陈敞作为最关心这件事情走向的“八卦记者”,第一时间刷出了这则消息。
他不耻于局方一盖头捂死所有可能发酵的新闻点的做法,当即打电话给林明楷大发牢骚。
他甚至蛮不讲理地命令林明楷帮他搞一份通舟3525机组驾驶舱的录音。
林明楷作为精力旺盛型高天赋值选手,下班回家洗了个澡,炸着一头毛,尚有余力练习英语听力。
他伏在桌案听陈敞发完疯,不咸不淡地表示:“对不起,没那本事。”
陈敞哼一声,讽刺他与局方一丘之貉的尿性,“你分明巴不得大事化小小事化了,省得一人生病全家吃药,自己跟着遭瞎殃。明明整个事件里头,最无辜的当属那位女管制了,工作做到位了,却讨不到一句好,丫的,你们就是看人家声量小,纯欺负人!”
林明楷悠悠往椅背上一靠,说:“既然你看不起我们飞行队伍,就别来捧臭脚,不都一早被踢出局了,你一个外人怎么还拿队伍当娘家人,自觉性呢?”

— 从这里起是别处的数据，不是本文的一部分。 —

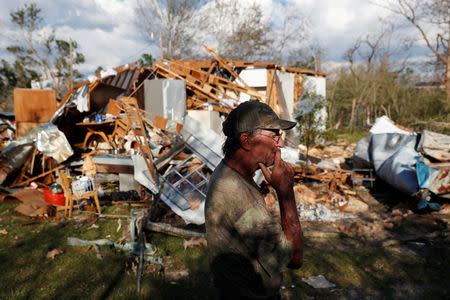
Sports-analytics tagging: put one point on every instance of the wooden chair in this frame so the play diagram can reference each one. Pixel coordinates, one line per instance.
(70, 197)
(121, 129)
(94, 133)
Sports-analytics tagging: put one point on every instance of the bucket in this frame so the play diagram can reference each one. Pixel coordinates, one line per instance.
(54, 199)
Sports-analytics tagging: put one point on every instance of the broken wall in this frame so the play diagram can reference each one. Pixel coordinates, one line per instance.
(33, 108)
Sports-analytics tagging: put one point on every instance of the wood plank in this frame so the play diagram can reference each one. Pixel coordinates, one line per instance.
(118, 169)
(36, 106)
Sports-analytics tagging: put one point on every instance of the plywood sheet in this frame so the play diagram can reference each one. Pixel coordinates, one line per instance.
(34, 105)
(24, 127)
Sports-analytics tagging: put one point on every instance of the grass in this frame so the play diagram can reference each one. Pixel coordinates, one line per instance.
(359, 270)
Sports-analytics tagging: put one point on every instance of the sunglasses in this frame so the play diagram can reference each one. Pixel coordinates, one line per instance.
(276, 137)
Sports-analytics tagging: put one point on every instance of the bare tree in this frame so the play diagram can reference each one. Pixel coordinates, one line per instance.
(421, 14)
(41, 51)
(174, 19)
(290, 33)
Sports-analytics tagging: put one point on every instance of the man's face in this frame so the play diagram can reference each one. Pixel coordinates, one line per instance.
(265, 144)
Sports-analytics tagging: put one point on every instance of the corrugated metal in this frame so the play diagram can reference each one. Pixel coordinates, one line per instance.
(435, 145)
(123, 80)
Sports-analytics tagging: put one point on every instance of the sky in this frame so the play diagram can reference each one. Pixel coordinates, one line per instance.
(107, 37)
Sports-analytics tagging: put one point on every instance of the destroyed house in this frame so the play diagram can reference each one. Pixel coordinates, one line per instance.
(157, 128)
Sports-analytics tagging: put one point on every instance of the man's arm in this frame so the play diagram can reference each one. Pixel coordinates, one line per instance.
(282, 180)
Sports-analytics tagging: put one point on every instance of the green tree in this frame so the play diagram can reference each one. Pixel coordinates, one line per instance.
(431, 18)
(308, 117)
(53, 59)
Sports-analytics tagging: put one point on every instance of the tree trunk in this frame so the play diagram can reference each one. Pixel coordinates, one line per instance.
(352, 116)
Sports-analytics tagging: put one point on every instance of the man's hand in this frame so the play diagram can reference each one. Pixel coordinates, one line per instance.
(281, 178)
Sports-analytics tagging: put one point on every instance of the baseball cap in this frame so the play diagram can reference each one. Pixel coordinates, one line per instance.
(252, 115)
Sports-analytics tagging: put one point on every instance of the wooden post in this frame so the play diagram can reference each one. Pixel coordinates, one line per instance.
(160, 45)
(70, 66)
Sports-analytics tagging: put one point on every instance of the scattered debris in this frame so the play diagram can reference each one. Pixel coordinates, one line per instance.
(55, 252)
(319, 282)
(194, 241)
(320, 212)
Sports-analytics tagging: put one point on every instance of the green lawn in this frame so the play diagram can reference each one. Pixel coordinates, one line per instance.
(360, 270)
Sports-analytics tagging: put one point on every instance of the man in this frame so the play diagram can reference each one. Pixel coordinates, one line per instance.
(247, 247)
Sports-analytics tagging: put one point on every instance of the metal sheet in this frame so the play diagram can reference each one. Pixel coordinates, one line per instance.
(435, 145)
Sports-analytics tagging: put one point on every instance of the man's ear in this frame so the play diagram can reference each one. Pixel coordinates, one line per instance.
(245, 141)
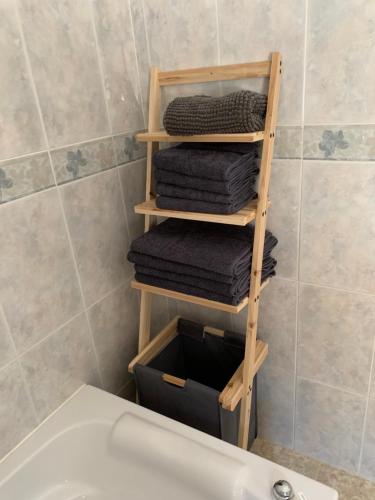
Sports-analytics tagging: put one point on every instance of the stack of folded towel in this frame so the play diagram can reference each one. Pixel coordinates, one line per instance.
(199, 258)
(206, 177)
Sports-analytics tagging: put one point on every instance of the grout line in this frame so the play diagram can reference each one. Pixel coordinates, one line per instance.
(122, 194)
(334, 387)
(139, 86)
(362, 444)
(33, 85)
(349, 124)
(146, 33)
(337, 289)
(300, 222)
(218, 43)
(100, 65)
(217, 32)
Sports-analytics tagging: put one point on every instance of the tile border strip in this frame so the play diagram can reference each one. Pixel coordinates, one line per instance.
(32, 173)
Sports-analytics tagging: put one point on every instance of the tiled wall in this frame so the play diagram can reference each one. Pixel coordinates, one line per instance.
(318, 315)
(70, 173)
(70, 73)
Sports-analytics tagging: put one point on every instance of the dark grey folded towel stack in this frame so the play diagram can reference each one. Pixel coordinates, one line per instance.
(199, 258)
(239, 112)
(208, 178)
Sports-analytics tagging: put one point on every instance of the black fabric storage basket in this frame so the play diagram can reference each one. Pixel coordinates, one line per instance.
(206, 362)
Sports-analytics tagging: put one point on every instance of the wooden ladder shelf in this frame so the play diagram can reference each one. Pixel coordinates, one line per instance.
(239, 388)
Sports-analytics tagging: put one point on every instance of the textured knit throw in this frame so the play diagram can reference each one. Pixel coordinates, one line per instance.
(238, 112)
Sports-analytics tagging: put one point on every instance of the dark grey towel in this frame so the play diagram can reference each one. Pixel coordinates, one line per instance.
(173, 191)
(188, 181)
(166, 265)
(232, 147)
(239, 112)
(239, 286)
(178, 286)
(206, 163)
(188, 205)
(219, 248)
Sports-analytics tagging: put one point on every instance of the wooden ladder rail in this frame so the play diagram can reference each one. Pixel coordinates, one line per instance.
(271, 69)
(258, 247)
(150, 220)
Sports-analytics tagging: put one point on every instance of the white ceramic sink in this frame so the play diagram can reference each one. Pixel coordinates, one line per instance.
(100, 447)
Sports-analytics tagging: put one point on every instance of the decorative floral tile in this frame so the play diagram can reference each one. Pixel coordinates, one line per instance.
(349, 142)
(23, 176)
(128, 149)
(84, 159)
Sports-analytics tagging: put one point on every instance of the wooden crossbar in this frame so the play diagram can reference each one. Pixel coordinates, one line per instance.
(215, 73)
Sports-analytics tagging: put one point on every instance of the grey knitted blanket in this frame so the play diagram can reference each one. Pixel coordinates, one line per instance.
(239, 112)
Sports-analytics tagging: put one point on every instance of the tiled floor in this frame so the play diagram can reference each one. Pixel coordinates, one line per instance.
(348, 486)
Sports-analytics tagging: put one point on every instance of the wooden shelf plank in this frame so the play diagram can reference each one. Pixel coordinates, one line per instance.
(240, 218)
(192, 298)
(162, 136)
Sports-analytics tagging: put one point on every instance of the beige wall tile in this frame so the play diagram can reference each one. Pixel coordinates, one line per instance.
(118, 59)
(95, 215)
(284, 213)
(114, 324)
(61, 45)
(38, 286)
(20, 127)
(275, 404)
(335, 337)
(249, 31)
(367, 468)
(338, 225)
(329, 424)
(177, 36)
(16, 416)
(59, 365)
(133, 181)
(340, 81)
(26, 175)
(277, 323)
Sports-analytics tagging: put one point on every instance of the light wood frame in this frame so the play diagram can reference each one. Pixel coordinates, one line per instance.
(239, 388)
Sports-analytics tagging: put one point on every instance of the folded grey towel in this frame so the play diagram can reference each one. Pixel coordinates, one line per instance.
(166, 265)
(239, 286)
(231, 147)
(219, 248)
(188, 181)
(173, 191)
(199, 206)
(239, 112)
(206, 163)
(178, 286)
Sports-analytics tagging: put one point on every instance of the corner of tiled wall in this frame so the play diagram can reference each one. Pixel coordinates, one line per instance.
(70, 173)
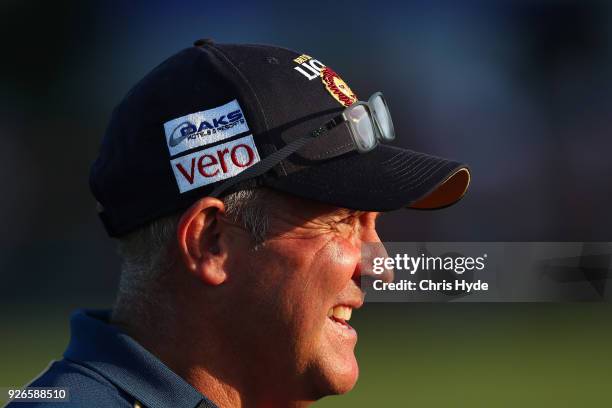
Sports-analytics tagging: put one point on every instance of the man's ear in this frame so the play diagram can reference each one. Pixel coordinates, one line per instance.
(198, 241)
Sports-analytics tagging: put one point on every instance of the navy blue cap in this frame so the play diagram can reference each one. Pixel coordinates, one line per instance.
(212, 110)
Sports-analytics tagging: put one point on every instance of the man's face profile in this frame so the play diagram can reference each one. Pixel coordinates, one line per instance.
(286, 302)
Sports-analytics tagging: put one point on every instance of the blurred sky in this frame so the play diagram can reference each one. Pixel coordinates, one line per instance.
(519, 90)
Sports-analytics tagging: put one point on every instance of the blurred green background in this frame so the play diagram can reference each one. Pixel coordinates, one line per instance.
(421, 355)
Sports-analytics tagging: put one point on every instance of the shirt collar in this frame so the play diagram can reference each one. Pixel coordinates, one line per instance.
(107, 350)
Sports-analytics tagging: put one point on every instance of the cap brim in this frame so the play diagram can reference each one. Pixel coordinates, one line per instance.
(385, 179)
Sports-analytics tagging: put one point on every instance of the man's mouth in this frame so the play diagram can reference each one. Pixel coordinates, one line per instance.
(340, 314)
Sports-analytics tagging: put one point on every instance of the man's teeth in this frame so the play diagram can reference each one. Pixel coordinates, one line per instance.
(340, 312)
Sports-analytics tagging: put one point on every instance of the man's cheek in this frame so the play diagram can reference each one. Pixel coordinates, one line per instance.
(340, 260)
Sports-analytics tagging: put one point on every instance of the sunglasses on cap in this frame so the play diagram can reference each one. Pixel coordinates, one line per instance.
(369, 124)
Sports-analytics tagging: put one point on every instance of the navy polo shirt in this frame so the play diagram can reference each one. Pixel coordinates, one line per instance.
(104, 367)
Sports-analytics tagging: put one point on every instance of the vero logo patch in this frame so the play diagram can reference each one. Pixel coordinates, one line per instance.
(215, 163)
(205, 127)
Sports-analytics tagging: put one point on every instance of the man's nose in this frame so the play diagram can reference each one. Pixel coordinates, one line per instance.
(372, 266)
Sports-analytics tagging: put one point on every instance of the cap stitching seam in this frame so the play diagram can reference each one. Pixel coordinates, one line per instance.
(244, 78)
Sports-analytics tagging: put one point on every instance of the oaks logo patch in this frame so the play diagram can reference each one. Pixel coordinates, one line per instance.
(205, 127)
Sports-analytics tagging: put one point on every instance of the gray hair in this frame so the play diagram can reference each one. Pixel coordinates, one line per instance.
(150, 253)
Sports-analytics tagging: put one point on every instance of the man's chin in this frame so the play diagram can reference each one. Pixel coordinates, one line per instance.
(338, 378)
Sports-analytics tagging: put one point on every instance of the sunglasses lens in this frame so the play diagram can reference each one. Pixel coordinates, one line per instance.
(362, 126)
(383, 117)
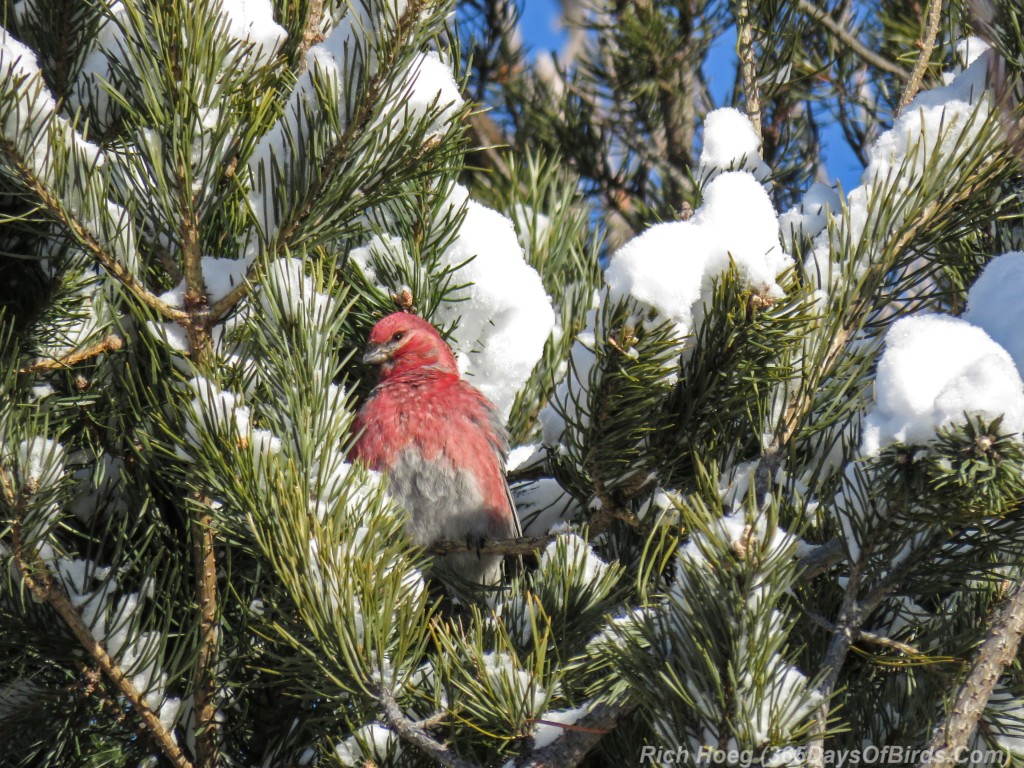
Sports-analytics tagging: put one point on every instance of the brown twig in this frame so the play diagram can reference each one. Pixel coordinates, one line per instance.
(927, 46)
(998, 649)
(310, 32)
(45, 589)
(338, 155)
(868, 637)
(748, 67)
(414, 734)
(850, 40)
(110, 343)
(570, 749)
(85, 238)
(521, 546)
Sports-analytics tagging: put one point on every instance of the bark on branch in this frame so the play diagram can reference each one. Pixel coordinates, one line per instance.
(998, 649)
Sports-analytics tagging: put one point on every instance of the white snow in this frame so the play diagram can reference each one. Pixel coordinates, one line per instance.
(809, 217)
(579, 557)
(500, 673)
(213, 410)
(543, 504)
(368, 745)
(505, 316)
(569, 398)
(730, 143)
(994, 304)
(35, 104)
(670, 267)
(252, 20)
(219, 274)
(431, 90)
(934, 371)
(286, 288)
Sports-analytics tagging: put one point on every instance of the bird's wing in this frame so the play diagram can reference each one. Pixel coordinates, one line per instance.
(500, 443)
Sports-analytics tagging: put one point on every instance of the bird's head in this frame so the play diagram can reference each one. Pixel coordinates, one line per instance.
(404, 342)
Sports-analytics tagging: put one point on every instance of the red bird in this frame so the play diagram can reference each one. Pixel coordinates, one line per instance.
(439, 441)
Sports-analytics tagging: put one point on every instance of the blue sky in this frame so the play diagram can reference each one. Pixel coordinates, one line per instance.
(539, 23)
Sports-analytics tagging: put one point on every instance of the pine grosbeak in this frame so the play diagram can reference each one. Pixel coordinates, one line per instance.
(439, 441)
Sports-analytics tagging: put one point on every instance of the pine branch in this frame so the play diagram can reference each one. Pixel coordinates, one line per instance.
(868, 637)
(110, 343)
(748, 68)
(927, 46)
(820, 559)
(45, 589)
(416, 735)
(522, 546)
(51, 204)
(850, 40)
(341, 152)
(204, 677)
(857, 312)
(310, 32)
(570, 749)
(998, 650)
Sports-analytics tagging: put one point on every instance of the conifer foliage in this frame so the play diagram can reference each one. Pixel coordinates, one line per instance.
(768, 432)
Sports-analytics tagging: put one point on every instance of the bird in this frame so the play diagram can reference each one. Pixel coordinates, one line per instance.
(440, 443)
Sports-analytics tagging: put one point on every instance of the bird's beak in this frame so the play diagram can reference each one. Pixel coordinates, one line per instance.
(377, 354)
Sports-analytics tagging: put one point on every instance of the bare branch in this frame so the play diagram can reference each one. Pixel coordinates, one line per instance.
(570, 749)
(748, 67)
(110, 343)
(310, 32)
(44, 588)
(927, 46)
(998, 649)
(415, 734)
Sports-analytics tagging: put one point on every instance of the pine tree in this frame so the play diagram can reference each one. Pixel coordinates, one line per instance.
(768, 431)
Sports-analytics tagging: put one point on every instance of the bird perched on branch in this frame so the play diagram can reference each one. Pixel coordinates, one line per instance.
(439, 441)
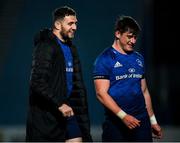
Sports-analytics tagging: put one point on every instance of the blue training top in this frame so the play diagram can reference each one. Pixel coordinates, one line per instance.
(69, 65)
(125, 73)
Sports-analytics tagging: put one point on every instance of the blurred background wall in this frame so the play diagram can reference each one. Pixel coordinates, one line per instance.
(158, 42)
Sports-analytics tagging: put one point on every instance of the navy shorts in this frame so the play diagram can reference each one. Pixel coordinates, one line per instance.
(73, 130)
(116, 131)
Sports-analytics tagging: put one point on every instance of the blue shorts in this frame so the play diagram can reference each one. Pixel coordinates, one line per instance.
(116, 131)
(73, 130)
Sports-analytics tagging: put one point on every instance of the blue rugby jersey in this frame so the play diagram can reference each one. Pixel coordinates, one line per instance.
(125, 73)
(69, 65)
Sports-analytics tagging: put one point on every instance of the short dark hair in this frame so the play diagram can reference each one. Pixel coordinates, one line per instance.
(127, 23)
(61, 12)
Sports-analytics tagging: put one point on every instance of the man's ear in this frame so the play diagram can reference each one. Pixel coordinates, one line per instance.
(57, 25)
(117, 34)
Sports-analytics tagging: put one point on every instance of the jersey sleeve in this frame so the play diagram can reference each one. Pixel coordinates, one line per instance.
(100, 70)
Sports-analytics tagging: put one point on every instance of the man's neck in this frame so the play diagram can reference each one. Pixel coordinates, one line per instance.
(118, 47)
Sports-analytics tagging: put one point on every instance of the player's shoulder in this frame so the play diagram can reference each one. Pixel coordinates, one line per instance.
(138, 54)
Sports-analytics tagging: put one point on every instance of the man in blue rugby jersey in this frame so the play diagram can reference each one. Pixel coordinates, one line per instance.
(121, 87)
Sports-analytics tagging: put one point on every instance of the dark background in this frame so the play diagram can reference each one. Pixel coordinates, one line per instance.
(158, 43)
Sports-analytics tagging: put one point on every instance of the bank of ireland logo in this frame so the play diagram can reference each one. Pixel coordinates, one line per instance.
(69, 64)
(131, 70)
(139, 62)
(117, 64)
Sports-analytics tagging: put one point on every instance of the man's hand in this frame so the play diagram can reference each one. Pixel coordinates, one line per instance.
(66, 110)
(131, 122)
(157, 131)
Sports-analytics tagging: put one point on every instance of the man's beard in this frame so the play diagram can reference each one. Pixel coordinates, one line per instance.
(65, 36)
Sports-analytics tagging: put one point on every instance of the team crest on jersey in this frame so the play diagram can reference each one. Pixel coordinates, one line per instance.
(118, 64)
(139, 62)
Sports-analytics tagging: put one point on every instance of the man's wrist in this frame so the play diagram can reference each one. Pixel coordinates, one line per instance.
(153, 120)
(121, 114)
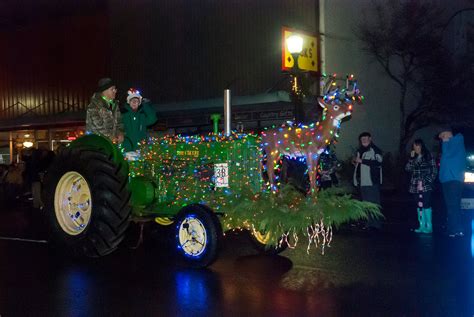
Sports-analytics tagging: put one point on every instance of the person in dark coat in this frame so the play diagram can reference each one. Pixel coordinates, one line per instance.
(138, 115)
(423, 170)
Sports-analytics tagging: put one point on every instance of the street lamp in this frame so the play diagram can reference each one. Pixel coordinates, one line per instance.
(294, 44)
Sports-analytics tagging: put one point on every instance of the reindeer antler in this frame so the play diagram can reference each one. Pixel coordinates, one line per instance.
(334, 94)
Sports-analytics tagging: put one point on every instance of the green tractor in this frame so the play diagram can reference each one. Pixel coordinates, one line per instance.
(93, 191)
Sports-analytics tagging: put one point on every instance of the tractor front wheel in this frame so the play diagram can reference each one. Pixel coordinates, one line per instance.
(86, 202)
(198, 234)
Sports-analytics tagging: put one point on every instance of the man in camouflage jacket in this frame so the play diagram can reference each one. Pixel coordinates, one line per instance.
(103, 114)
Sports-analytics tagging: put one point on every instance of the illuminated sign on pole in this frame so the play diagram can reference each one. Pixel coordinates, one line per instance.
(308, 59)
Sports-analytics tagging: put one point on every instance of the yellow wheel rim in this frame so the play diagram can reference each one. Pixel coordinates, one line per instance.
(164, 221)
(73, 203)
(192, 236)
(262, 238)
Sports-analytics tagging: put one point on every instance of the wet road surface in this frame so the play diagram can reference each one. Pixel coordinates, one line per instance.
(392, 273)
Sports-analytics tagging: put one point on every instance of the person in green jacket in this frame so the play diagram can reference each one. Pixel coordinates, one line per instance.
(137, 116)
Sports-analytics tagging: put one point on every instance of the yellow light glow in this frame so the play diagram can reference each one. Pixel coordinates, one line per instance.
(27, 144)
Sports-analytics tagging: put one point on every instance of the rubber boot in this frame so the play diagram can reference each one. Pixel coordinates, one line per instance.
(428, 228)
(421, 220)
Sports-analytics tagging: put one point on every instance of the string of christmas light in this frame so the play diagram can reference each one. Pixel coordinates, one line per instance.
(183, 170)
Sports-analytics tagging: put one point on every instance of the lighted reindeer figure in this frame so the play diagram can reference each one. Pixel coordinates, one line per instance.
(310, 141)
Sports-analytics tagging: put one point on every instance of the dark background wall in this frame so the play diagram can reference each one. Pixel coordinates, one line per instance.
(180, 50)
(53, 52)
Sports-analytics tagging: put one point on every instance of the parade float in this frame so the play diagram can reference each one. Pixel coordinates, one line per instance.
(203, 186)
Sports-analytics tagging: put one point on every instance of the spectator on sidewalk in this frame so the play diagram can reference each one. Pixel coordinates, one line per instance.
(451, 176)
(14, 181)
(367, 177)
(422, 168)
(328, 164)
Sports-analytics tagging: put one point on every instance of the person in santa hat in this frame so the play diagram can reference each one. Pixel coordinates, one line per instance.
(138, 114)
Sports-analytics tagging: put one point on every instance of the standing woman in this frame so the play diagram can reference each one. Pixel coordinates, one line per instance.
(423, 171)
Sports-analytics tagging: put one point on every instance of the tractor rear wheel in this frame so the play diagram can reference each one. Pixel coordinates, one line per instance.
(86, 202)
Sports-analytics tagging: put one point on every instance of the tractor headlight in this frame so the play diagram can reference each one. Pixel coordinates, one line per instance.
(468, 177)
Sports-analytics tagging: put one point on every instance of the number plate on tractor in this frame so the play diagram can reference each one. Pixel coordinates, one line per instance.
(221, 173)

往事不堪回首,陈敞的心被扎得支离破碎,“你什么意思啊!林明楷!”
“意思是......”林明楷皮笑肉不笑,“让你转换转换视角,别整天只盯着薅飞行身上的羊毛。”
陈敞困在思维路径里,豁然开朗,“你是说——”
“对啊。”林明楷边打断他,边装大尾巴狼,“正巧,有人脉,我也乐意帮忙。”
陈敞:“......”
“怪不得你赚钱困难呢。”林明楷讥讽他。
陈敞站在专业角度解释,说我做视频内容要考虑用户黏度。
“拉倒吧。”林明楷说:“互联网上一群杂食党。”
懒得再跟陈敞继续费口舌,他利索地挂断电话,然后掐着晚间十点这个微妙的时间点拨打了咏溪的电话号码。
“嘟”地响了一声,顺利到令他意外地接通了。
他第一时间保持沉默,那头的人也不吭声。
片刻较量后,林明楷率先发问:“接人电话都不打声招呼吗?”
咏溪义正言辞地反说:“你给人打电话都不先问候人吗?”
林明楷被她堵一句,倒是不以为然,问她,有空聊两句吗?
咏溪稍有迟疑,缓慢“嗯”了声。
林明楷套用那个经典又老套的开头,“我有一个朋友,托我来请你帮个忙。”
简要介绍了陈敞的工作情况,至于具体的帮忙细节,他说的十分含糊,大致意思概括为,陈敞想站在管制的角度来解析这起跑道侵入事件的发生。
咏溪支着电脑,盘腿坐在地毯上,正在翻看各类跑道侵入的相关案例,这么一听,她就近拿了个抱枕垫在腰后,背靠住沙发。
zulu眼力绝佳,扎个猛子跃至咏溪的肚子上,四仰八叉躺好,等着咏溪摸它。
咏溪顺从本能反应,戳着它柔软的下巴毛开始上下左右地揉搓。
那天饭局,陈敞给她留下的印象还不错,但鉴于她丝毫不了解陈敞的运营账号,谨慎地问道:“正规合法吗?”
林明楷笑得颇有深意:“你一句话怀疑了我们两个人。”
咏溪心里暗忖,是呀,我一直没有相信过你。
林明楷适时提供可信度证明,“他跟主流媒体联合在民航报上发表过文章,专业度可信度没有问题。”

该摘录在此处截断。